Speaker: Oleksandr Kolomiyets, Katholieke Universiteit Leuven
Title: "Algorithms for Temporal Information Processing of Text and their Applications"
Temporal information processing of text is a complex information extraction task in which temporally relevant information in text has to be extracted and properly represented in order to be used by a machine. In general the temporal information processing task regards the major concepts of temporal cognition such as time, events, and relations between events and times when they are encoded in language.

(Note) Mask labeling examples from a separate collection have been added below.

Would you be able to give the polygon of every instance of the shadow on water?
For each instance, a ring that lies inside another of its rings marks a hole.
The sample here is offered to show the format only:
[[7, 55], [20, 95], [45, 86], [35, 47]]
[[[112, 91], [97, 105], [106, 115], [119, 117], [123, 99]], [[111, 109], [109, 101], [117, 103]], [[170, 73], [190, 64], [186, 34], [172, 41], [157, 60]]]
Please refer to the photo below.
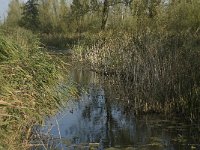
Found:
[[158, 114], [136, 117], [117, 98], [108, 99], [113, 88], [105, 88], [97, 74], [73, 70], [71, 76], [85, 90], [45, 126], [33, 129], [32, 144], [38, 144], [33, 149], [200, 149], [197, 126]]

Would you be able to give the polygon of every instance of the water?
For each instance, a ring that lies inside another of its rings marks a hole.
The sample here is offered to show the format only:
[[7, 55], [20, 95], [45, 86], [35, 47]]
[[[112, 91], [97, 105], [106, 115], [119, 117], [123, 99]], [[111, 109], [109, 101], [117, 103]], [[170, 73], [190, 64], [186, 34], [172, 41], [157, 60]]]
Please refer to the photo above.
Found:
[[197, 125], [158, 114], [135, 116], [120, 99], [108, 99], [112, 88], [105, 90], [95, 73], [74, 70], [71, 76], [85, 91], [35, 129], [35, 142], [43, 146], [34, 149], [200, 149]]

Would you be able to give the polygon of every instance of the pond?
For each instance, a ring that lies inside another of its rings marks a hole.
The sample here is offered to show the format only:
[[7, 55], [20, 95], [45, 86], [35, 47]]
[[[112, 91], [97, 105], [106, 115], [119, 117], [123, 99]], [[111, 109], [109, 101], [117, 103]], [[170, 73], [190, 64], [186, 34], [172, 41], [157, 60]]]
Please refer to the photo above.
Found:
[[80, 97], [33, 129], [32, 143], [40, 145], [33, 149], [200, 149], [197, 125], [179, 117], [135, 115], [120, 98], [109, 99], [112, 86], [105, 87], [106, 79], [94, 72], [77, 69], [71, 77], [82, 89]]

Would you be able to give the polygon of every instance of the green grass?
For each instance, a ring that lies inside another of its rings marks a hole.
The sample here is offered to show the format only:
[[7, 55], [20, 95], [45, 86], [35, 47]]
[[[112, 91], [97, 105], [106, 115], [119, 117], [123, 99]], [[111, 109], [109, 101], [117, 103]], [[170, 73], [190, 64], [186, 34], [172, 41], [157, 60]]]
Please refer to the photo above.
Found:
[[63, 96], [74, 92], [70, 86], [59, 88], [63, 69], [30, 31], [1, 29], [0, 149], [27, 149], [32, 125], [55, 113]]

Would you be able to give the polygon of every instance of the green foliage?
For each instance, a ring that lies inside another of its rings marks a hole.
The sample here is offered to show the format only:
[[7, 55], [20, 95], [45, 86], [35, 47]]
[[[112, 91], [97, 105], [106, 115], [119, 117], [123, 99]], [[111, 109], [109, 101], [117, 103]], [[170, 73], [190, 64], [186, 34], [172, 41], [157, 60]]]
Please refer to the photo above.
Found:
[[20, 26], [33, 31], [38, 30], [40, 26], [38, 0], [28, 0], [23, 6]]
[[105, 32], [96, 34], [96, 41], [89, 34], [87, 42], [74, 47], [74, 58], [89, 62], [96, 72], [114, 74], [115, 80], [125, 84], [123, 88], [129, 91], [131, 105], [139, 111], [179, 112], [197, 121], [200, 113], [198, 4], [193, 1], [164, 6], [155, 2], [154, 16], [144, 12], [134, 15], [128, 21], [132, 27], [128, 23], [115, 25], [120, 13], [119, 17], [110, 16], [110, 20], [116, 19], [108, 22]]
[[63, 81], [63, 69], [56, 57], [40, 48], [38, 38], [30, 31], [1, 31], [1, 148], [27, 149], [32, 125], [42, 123], [43, 116], [56, 112], [61, 99], [70, 96], [70, 86], [58, 88]]
[[19, 0], [12, 0], [9, 4], [8, 16], [5, 24], [9, 26], [17, 26], [21, 19], [21, 3]]

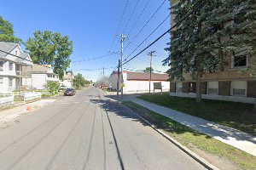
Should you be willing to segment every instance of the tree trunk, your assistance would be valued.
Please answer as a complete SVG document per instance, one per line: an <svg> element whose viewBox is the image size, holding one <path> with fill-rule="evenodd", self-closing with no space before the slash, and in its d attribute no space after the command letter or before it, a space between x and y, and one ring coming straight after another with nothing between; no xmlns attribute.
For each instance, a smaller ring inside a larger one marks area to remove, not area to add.
<svg viewBox="0 0 256 170"><path fill-rule="evenodd" d="M256 114L256 98L255 98L255 99L254 99L253 113Z"/></svg>
<svg viewBox="0 0 256 170"><path fill-rule="evenodd" d="M201 76L197 73L196 76L196 105L200 105L201 103Z"/></svg>

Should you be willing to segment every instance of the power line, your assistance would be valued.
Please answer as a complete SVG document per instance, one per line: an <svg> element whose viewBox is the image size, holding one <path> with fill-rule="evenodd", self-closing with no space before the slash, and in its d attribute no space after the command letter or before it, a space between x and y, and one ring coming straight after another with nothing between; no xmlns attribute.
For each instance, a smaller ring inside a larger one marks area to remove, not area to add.
<svg viewBox="0 0 256 170"><path fill-rule="evenodd" d="M126 60L162 24L169 18L171 14L125 59ZM127 47L127 46L126 46ZM144 50L143 50L144 51Z"/></svg>
<svg viewBox="0 0 256 170"><path fill-rule="evenodd" d="M198 5L198 7L196 8L196 9L200 8L201 6L205 3L205 1L202 1L201 3L200 3ZM186 18L188 18L190 14L195 14L196 11L195 11L195 7L193 7L193 10L190 13L188 13L187 14L185 14L185 16L183 18L182 18L179 22L176 23L175 25L173 25L170 29L168 29L166 32L164 32L161 36L160 36L158 38L156 38L153 42L151 42L149 45L148 45L146 48L144 48L142 51L140 51L137 54L136 54L135 56L133 56L132 58L131 58L129 60L125 61L125 63L123 63L123 65L125 65L126 63L130 62L131 60L135 59L136 57L137 57L139 54L141 54L142 53L143 53L146 49L148 49L149 47L151 47L153 44L154 44L156 42L158 42L160 38L162 38L166 34L167 34L168 32L170 32L173 28L177 27L177 26L179 26Z"/></svg>
<svg viewBox="0 0 256 170"><path fill-rule="evenodd" d="M130 33L131 32L131 31L134 29L135 26L137 25L137 23L138 22L138 20L140 20L140 18L143 16L143 14L144 13L144 11L146 10L148 3L149 3L150 0L148 1L148 3L146 3L144 8L143 9L143 11L141 12L141 14L139 14L139 16L137 17L137 20L135 21L135 23L132 25L131 28L130 29L130 31L128 31L128 35L130 35Z"/></svg>
<svg viewBox="0 0 256 170"><path fill-rule="evenodd" d="M123 14L122 14L121 19L120 19L120 20L119 20L119 23L118 28L117 28L117 30L116 30L116 32L115 32L115 35L118 33L118 31L119 31L119 27L120 27L120 25L121 25L121 22L122 22L122 20L123 20L123 17L124 17L124 14L125 14L125 10L126 10L126 8L127 8L127 5L128 5L128 3L129 3L129 0L127 0L127 1L126 1L126 3L125 3L125 8L124 8L124 11L123 11ZM109 52L111 51L111 49L112 49L112 47L113 47L113 42L114 42L114 40L115 40L115 35L114 35L114 37L113 37L113 41L112 41L112 43L111 43L111 47L110 47L110 48L109 48Z"/></svg>
<svg viewBox="0 0 256 170"><path fill-rule="evenodd" d="M136 10L136 8L137 8L137 4L138 4L139 2L140 2L140 0L137 0L137 1L136 5L135 5L135 7L134 7L134 8L133 8L133 10L132 10L132 12L131 12L131 14L129 19L128 19L128 21L126 22L126 25L125 25L124 30L123 30L123 33L125 33L125 30L126 30L126 27L127 27L127 26L128 26L128 24L129 24L131 19L132 18L132 16L133 16L133 14L134 14L134 12L135 12L135 10Z"/></svg>
<svg viewBox="0 0 256 170"><path fill-rule="evenodd" d="M105 57L113 55L113 54L117 54L118 53L112 53L112 54L106 54L106 55L101 55L101 56L97 56L97 57L92 57L92 58L89 58L89 59L72 61L72 63L80 63L80 62L84 62L84 61L95 60L97 60L97 59L105 58Z"/></svg>
<svg viewBox="0 0 256 170"><path fill-rule="evenodd" d="M160 9L160 8L165 4L166 0L164 0L163 3L160 5L160 7L156 9L156 11L154 11L154 13L152 14L152 16L149 18L149 20L145 23L145 25L143 26L143 28L136 34L136 36L133 37L133 39L135 39L137 37L138 37L138 35L144 30L144 28L146 27L146 26L150 22L150 20L154 18L154 16L156 14L156 13ZM129 46L130 43L127 44L127 46ZM127 47L126 46L126 47ZM126 48L126 47L125 48Z"/></svg>
<svg viewBox="0 0 256 170"><path fill-rule="evenodd" d="M113 69L113 67L111 66L111 67L108 67L108 68L104 68L104 70L110 70L110 69ZM102 68L96 68L96 69L73 69L73 71L102 71Z"/></svg>

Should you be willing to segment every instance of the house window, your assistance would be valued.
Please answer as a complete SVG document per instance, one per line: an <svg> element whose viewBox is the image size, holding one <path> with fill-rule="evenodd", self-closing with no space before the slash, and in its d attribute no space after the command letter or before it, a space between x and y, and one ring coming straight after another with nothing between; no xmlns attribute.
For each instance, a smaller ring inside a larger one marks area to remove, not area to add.
<svg viewBox="0 0 256 170"><path fill-rule="evenodd" d="M246 12L241 12L234 16L234 24L239 25L246 22L247 20L244 19L244 15L246 15Z"/></svg>
<svg viewBox="0 0 256 170"><path fill-rule="evenodd" d="M0 61L0 71L3 71L3 61Z"/></svg>
<svg viewBox="0 0 256 170"><path fill-rule="evenodd" d="M9 86L11 88L13 87L13 78L9 79Z"/></svg>
<svg viewBox="0 0 256 170"><path fill-rule="evenodd" d="M234 67L246 67L247 65L247 54L234 56Z"/></svg>
<svg viewBox="0 0 256 170"><path fill-rule="evenodd" d="M183 92L183 83L176 82L176 93L182 93L182 92Z"/></svg>
<svg viewBox="0 0 256 170"><path fill-rule="evenodd" d="M218 82L207 82L207 94L213 95L218 94Z"/></svg>
<svg viewBox="0 0 256 170"><path fill-rule="evenodd" d="M231 82L231 95L247 96L247 82L246 81Z"/></svg>
<svg viewBox="0 0 256 170"><path fill-rule="evenodd" d="M13 71L14 69L14 64L13 63L9 63L9 70Z"/></svg>

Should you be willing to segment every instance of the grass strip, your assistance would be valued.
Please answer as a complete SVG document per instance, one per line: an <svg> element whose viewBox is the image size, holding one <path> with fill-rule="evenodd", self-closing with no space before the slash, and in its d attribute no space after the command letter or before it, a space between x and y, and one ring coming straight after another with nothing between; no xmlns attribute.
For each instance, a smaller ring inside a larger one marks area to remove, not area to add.
<svg viewBox="0 0 256 170"><path fill-rule="evenodd" d="M195 99L163 95L143 95L141 99L201 117L224 126L256 135L256 114L253 105L203 99L197 106Z"/></svg>
<svg viewBox="0 0 256 170"><path fill-rule="evenodd" d="M200 153L199 155L202 157L204 157L202 155L207 156L207 158L204 158L208 161L210 155L212 157L228 161L238 169L256 169L256 156L202 134L133 102L127 101L123 104L191 150ZM210 161L212 162L212 160ZM222 167L221 165L215 166Z"/></svg>

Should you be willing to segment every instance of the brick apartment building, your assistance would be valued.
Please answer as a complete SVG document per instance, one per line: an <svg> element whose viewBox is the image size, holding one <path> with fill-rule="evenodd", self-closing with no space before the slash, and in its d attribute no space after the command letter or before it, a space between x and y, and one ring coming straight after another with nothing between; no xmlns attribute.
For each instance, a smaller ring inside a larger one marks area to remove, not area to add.
<svg viewBox="0 0 256 170"><path fill-rule="evenodd" d="M253 65L256 67L256 56L249 56L245 50L235 54L225 56L228 65L224 71L203 75L203 99L254 103L256 68L248 68ZM184 74L183 77L184 81L170 82L170 95L195 97L196 80L192 80L189 73Z"/></svg>

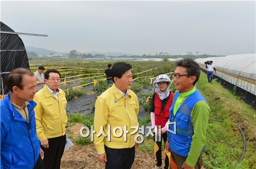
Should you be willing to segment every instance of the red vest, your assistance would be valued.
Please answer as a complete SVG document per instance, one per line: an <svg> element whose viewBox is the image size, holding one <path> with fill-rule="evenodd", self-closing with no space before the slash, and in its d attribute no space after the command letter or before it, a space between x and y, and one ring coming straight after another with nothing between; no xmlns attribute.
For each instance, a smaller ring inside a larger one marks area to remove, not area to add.
<svg viewBox="0 0 256 169"><path fill-rule="evenodd" d="M162 111L162 100L159 98L157 93L155 93L155 125L161 125L161 128L164 127L165 124L169 119L170 116L169 109L172 104L173 93L170 92L170 97L163 111Z"/></svg>

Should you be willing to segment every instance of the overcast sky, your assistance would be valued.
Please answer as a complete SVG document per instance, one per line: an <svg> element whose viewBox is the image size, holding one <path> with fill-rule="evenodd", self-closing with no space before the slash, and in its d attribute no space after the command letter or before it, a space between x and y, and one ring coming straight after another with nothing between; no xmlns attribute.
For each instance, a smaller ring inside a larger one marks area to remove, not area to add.
<svg viewBox="0 0 256 169"><path fill-rule="evenodd" d="M26 46L57 52L227 55L256 52L251 1L3 1Z"/></svg>

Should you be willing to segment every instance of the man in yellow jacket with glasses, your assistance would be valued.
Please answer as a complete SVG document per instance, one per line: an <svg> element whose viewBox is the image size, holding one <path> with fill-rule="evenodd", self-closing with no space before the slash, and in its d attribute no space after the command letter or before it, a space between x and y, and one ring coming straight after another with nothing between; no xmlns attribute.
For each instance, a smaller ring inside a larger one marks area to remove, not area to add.
<svg viewBox="0 0 256 169"><path fill-rule="evenodd" d="M44 167L47 169L60 168L66 143L67 100L65 92L59 88L60 81L58 70L47 70L46 85L34 97L37 134L45 152Z"/></svg>
<svg viewBox="0 0 256 169"><path fill-rule="evenodd" d="M130 169L135 147L138 146L135 138L139 127L139 103L130 90L131 69L123 62L114 63L111 69L114 84L98 97L95 105L94 144L98 159L107 169Z"/></svg>

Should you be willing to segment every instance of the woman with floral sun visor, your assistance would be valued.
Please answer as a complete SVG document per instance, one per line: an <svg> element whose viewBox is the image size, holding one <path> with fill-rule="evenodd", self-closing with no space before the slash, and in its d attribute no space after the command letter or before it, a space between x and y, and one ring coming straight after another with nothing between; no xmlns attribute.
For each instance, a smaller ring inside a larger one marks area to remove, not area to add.
<svg viewBox="0 0 256 169"><path fill-rule="evenodd" d="M168 127L165 124L169 119L171 106L174 96L170 91L170 86L172 83L169 77L166 75L160 75L154 82L155 92L152 96L151 112L150 117L152 128L155 134L162 134L161 140L155 142L155 162L153 169L162 169L162 143L164 144L167 139ZM170 160L170 153L164 150L166 157L164 169L168 169Z"/></svg>

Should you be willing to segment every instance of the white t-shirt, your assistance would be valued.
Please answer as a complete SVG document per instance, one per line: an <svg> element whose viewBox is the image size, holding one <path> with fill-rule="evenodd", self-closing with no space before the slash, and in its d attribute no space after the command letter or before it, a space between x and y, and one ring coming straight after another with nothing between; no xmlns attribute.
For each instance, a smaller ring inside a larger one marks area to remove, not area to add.
<svg viewBox="0 0 256 169"><path fill-rule="evenodd" d="M211 65L210 64L207 65L207 71L213 72L214 68L215 68L215 66L214 66L213 63Z"/></svg>

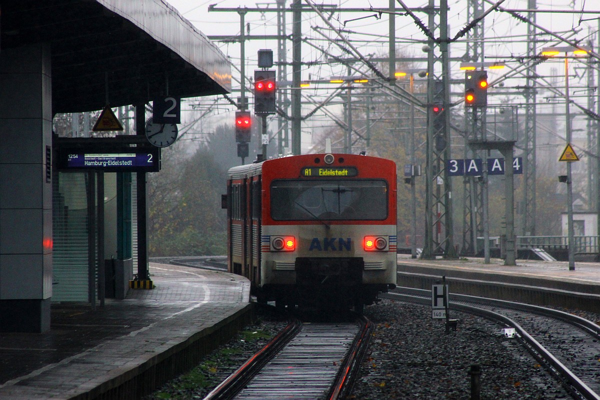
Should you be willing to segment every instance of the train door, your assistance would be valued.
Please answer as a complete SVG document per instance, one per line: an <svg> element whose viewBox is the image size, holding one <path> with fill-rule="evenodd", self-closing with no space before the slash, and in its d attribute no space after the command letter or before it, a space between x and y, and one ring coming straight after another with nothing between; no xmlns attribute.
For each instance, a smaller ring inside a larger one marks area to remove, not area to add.
<svg viewBox="0 0 600 400"><path fill-rule="evenodd" d="M244 201L244 187L243 184L234 183L231 184L231 218L229 222L229 229L230 231L229 240L230 242L229 251L230 254L230 260L229 262L230 268L229 271L242 275L243 273L242 267L244 265L244 214L245 209L245 201Z"/></svg>
<svg viewBox="0 0 600 400"><path fill-rule="evenodd" d="M252 271L252 177L244 180L244 276L251 281L250 273Z"/></svg>
<svg viewBox="0 0 600 400"><path fill-rule="evenodd" d="M260 175L254 177L252 181L252 270L250 280L255 284L260 282L260 214L262 198Z"/></svg>

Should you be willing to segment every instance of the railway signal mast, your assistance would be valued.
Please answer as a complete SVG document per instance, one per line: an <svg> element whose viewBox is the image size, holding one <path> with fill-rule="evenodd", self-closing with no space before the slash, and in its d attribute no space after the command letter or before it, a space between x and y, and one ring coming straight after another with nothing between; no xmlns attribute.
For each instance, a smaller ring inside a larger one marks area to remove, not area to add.
<svg viewBox="0 0 600 400"><path fill-rule="evenodd" d="M266 129L266 116L275 113L275 74L273 69L273 50L259 50L259 68L254 71L254 114L262 119L262 156L266 159L266 146L269 134Z"/></svg>
<svg viewBox="0 0 600 400"><path fill-rule="evenodd" d="M235 112L235 141L238 143L238 157L248 157L248 144L252 133L252 117L250 111Z"/></svg>

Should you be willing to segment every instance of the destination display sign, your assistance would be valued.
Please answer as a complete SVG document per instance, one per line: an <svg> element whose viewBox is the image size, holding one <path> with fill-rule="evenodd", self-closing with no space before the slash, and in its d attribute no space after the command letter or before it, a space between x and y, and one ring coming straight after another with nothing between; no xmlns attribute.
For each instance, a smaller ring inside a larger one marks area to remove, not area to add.
<svg viewBox="0 0 600 400"><path fill-rule="evenodd" d="M347 178L358 175L355 166L305 166L300 175L305 178Z"/></svg>

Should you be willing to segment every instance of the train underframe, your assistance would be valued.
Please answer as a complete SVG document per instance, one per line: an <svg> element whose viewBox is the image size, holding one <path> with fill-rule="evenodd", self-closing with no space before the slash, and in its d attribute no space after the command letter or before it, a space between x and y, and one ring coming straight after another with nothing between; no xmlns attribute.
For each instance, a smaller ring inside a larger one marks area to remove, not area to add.
<svg viewBox="0 0 600 400"><path fill-rule="evenodd" d="M362 258L298 257L295 262L294 284L255 286L258 301L275 301L280 308L295 307L317 310L342 311L353 308L362 313L365 305L377 301L380 293L395 285L363 283Z"/></svg>

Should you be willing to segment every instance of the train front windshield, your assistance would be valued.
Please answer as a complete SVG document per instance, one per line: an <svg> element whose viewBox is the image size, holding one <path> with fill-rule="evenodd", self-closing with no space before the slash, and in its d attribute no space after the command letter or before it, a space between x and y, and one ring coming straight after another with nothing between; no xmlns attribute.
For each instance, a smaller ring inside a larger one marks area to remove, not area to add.
<svg viewBox="0 0 600 400"><path fill-rule="evenodd" d="M383 220L388 217L388 184L368 179L274 181L271 215L277 221Z"/></svg>

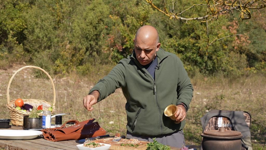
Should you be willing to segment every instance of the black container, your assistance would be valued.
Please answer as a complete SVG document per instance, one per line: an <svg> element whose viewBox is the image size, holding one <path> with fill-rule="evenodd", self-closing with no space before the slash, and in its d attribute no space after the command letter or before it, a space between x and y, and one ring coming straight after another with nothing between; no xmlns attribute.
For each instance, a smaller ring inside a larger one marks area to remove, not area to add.
<svg viewBox="0 0 266 150"><path fill-rule="evenodd" d="M10 119L0 119L0 128L9 128Z"/></svg>
<svg viewBox="0 0 266 150"><path fill-rule="evenodd" d="M29 118L28 116L23 117L23 129L24 130L41 129L42 117Z"/></svg>

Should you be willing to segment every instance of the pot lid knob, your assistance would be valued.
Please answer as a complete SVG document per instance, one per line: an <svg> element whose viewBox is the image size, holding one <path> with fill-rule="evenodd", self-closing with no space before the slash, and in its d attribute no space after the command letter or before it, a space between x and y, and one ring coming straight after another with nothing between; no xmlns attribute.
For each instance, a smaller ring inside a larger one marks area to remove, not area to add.
<svg viewBox="0 0 266 150"><path fill-rule="evenodd" d="M203 133L207 135L220 136L232 136L241 135L241 132L239 131L227 130L225 128L219 128L218 130L206 131Z"/></svg>

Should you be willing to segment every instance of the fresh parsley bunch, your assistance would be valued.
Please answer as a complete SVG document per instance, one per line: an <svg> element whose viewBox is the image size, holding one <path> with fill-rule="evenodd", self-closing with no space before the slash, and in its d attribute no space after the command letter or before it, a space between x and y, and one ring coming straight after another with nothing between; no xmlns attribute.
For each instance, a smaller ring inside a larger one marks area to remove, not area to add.
<svg viewBox="0 0 266 150"><path fill-rule="evenodd" d="M152 139L153 142L151 142L147 144L147 148L146 150L171 150L170 147L164 145L155 140L156 138Z"/></svg>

In this talk I will highlight the algorithms for temporal information processing of text and focus on the automated extraction of temporal information. Three major temporal concepts in language are identified: time expressions - expressions in text that denote time, temporal events - events that happen or last in time, and temporal relations between events and times. With respect to this distinction temporal information processing of text can be divided into a number of corresponding sub-tasks, such as recognition and normalization of time expressions, recognition of events, and recognition of temporal relations between events and times.
In detail, the talk focuses on (i) the supervised learning algorithms for temporal expression recognition in text with sparse training data and a bootstrapping approach that addresses the sparsity problem, (ii) the novel paradigm for modularized normalization of temporal expressions based on a deep semantic analysis of temporal expression constituents, (iii) the novel annotation paradigm of temporal information that aims at a full and coherent set of annotated temporal relations, but does not require annotating an exhaustive set of temporal relations, and (iv) the novel algorithms for the temporal document structure recognition composed of temporal events and temporal relations which is an important step towards automated story understanding.